Lisane, Heriveaux and Fitzpatrick had been talking about creating an exhibition since 2017, but during the summer of 2020 they sprung into action.

"With all the things that were going on with the pandemic and politics, with all the murders and killings that were happening — of George Floyd, Breonna Taylor — we felt it was the right time to do it," Heriveaux says. "Because he had a lot to say. His paintings had a lot to say."

They spent hours on Zoom, whittling down thumbnails of Basquiat works, deciding what to exhibit. Sorting through his personal ephemera was an especially emotional experience.

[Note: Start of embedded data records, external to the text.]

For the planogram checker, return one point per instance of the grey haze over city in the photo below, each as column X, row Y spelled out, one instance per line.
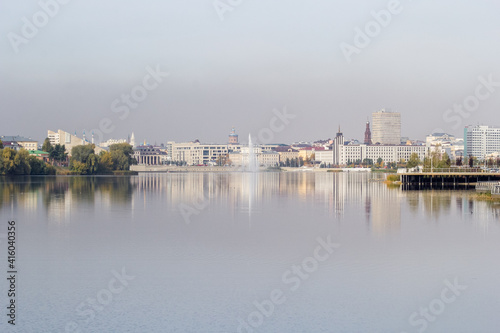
column 68, row 65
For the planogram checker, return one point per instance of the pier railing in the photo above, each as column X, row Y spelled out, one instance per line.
column 454, row 170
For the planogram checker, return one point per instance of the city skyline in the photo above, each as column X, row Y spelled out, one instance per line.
column 179, row 69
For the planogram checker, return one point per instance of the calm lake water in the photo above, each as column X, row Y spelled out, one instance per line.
column 242, row 252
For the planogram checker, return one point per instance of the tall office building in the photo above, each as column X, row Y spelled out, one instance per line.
column 386, row 127
column 480, row 141
column 368, row 134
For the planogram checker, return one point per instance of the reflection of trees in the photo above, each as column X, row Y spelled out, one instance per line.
column 119, row 190
column 437, row 203
column 11, row 187
column 21, row 189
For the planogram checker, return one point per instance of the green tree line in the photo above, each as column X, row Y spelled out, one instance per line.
column 84, row 161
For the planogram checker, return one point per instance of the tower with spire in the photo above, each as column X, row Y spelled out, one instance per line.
column 132, row 140
column 233, row 137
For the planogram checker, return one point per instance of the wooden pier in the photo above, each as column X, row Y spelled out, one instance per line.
column 452, row 178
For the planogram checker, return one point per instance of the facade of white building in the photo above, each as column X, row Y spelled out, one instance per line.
column 480, row 141
column 386, row 127
column 69, row 141
column 196, row 153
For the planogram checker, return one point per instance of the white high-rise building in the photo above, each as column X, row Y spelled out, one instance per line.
column 386, row 127
column 480, row 141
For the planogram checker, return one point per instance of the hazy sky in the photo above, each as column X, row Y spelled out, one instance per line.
column 74, row 71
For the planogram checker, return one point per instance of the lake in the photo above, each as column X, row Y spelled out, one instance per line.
column 247, row 252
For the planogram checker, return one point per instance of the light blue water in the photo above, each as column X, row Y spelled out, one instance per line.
column 199, row 250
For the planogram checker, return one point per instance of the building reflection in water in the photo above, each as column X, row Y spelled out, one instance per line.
column 377, row 205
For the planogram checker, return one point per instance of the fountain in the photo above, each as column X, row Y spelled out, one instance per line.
column 252, row 158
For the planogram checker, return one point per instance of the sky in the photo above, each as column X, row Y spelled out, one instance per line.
column 283, row 71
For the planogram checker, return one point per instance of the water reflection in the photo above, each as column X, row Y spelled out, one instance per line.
column 378, row 206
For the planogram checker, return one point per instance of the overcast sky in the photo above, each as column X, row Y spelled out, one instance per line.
column 264, row 55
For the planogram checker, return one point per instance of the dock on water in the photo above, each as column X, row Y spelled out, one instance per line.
column 448, row 178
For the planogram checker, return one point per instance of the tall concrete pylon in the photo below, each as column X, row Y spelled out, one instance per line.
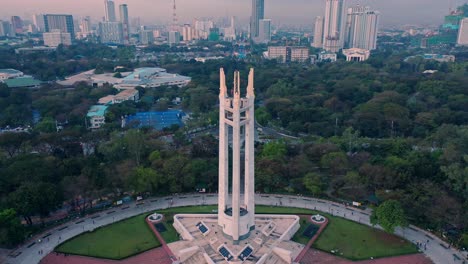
column 236, row 216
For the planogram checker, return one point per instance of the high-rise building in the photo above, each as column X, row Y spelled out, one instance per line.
column 288, row 54
column 202, row 28
column 62, row 22
column 187, row 33
column 38, row 21
column 361, row 28
column 110, row 11
column 318, row 32
column 56, row 37
column 125, row 22
column 146, row 37
column 5, row 29
column 463, row 32
column 174, row 37
column 264, row 32
column 236, row 216
column 17, row 24
column 258, row 13
column 85, row 26
column 111, row 32
column 333, row 32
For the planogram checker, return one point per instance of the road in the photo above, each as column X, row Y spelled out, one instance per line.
column 437, row 250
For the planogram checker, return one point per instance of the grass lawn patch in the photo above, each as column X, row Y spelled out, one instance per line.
column 132, row 236
column 357, row 242
column 117, row 241
column 299, row 236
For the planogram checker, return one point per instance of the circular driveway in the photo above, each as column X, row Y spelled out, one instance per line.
column 33, row 251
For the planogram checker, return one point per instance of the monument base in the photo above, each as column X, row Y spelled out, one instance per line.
column 267, row 242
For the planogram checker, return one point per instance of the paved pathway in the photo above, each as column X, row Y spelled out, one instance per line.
column 436, row 249
column 154, row 256
column 161, row 240
column 311, row 241
column 314, row 256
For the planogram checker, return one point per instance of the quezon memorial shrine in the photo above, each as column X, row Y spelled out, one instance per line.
column 235, row 234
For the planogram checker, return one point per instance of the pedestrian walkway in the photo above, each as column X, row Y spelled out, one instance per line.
column 154, row 256
column 312, row 240
column 437, row 250
column 314, row 256
column 161, row 240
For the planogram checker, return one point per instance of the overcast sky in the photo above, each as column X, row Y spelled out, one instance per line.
column 394, row 12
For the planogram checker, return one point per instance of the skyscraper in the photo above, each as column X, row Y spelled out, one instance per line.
column 318, row 33
column 258, row 12
column 38, row 21
column 187, row 34
column 85, row 25
column 463, row 32
column 264, row 31
column 174, row 37
column 111, row 32
column 361, row 28
column 236, row 114
column 110, row 10
column 17, row 24
column 5, row 29
column 62, row 22
column 333, row 32
column 125, row 23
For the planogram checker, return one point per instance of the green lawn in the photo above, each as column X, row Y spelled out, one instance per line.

"I was 21 at the time [he passed]," Heriveaux says, "and sifting through all of these items really took me back to that moment of processing losing him."

"It was cathartic, actually," Lisane adds.

The show is intended to be less of an institutional-style exhibition and more of a Basquiat experience. With insights about his life in L.A. scattered throughout.

One work, "Hollywood Africans in Front of the Chinese Theater With Footprints of Movie Stars" (1983), depicts a trip Basquiat made to L.A. with rap musician and artist Rammellzee and painter Toxic. It addresses the entertainment industry's marginalization of African Americans while also celebrating the artists' arrival, as Black men, in Hollywood.

Two works from 1984, both called "Untitled," are painted on what appears to be the wooden fence from the studio Basquiat leased a block from the Venice boardwalk. He had the slat fence removed and reconfigured it, turning it into supports for paintings. It was an important pivot in his work — when he got back to New York, he built new fence-like supports and made new works on them.

A more than 8-foot-tall mixed-media piece on view, "Tuxedo," is an altered version of a silk-screen print, also called "Tuxedo," that Basquiat produced in collaboration with L.A. art dealer, curator and art historian Fred Hoffman, now a leading Basquiat expert.

Hoffman recalls taking Basquiat and Madonna to lunch, in late 1982, at the commissary at 20th Century Fox. They sat in a VIP area, overlooking the dining room. "Madonna commented: 'someday everyone in this room is gonna know who you and I are,'" Hoffman says. Basquiat? "He smiled and visibly blushed."

Gagosian says Basquiat loved riding his bike around Venice and eating lunch at Mr. Chow in Beverly Hills. The artist produced "Portrait of Michael Chow" in 1985.

Basquiat visited Robert Rauschenberg six or seven times while Rauschenberg was making prints at Gemini G.E.L. on Melrose Avenue. in the early '80s, says Gemini co-founder Sidney Felsen. Their interactions inspired Basquiat's more abstract drawings at the time.

He also spent time with Eli and Edythe Broad, who were early supporters of his work, acquiring all 13 pieces in the artist's lifetime. They visited Basquiat at his New York studio early on, and they invited him to their house in L.A.

Filmmaker Tamra Davis, one of Basquiat's first friends in L.A. and the writer-director of the 2010 documentary "Jean-Michel Basquiat: The Radiant Child," says Basquiat "re-created himself in L.A." "It was a new town and nobody really knew him here, so he could be more free. That's why he painted so much here."

Gallerist Jeffrey Deitch, who wrote about Basquiat for "Art in America" in 1980 and delivered his eulogy in 1988, says the artist's L.A. work reflects his environment. "The works made in L.A. were more open and colorful," Deitch says. "I think he was influenced by the light and space in Los Angeles."

As installation of the exhibit nears completion, Lisane and Heriveaux survey one of the galleries. They each hold back tears.

"I'd like to think these are the works that had special meaning for him," Heriveaux says of the estate's collection. "Which is why he chose to keep them."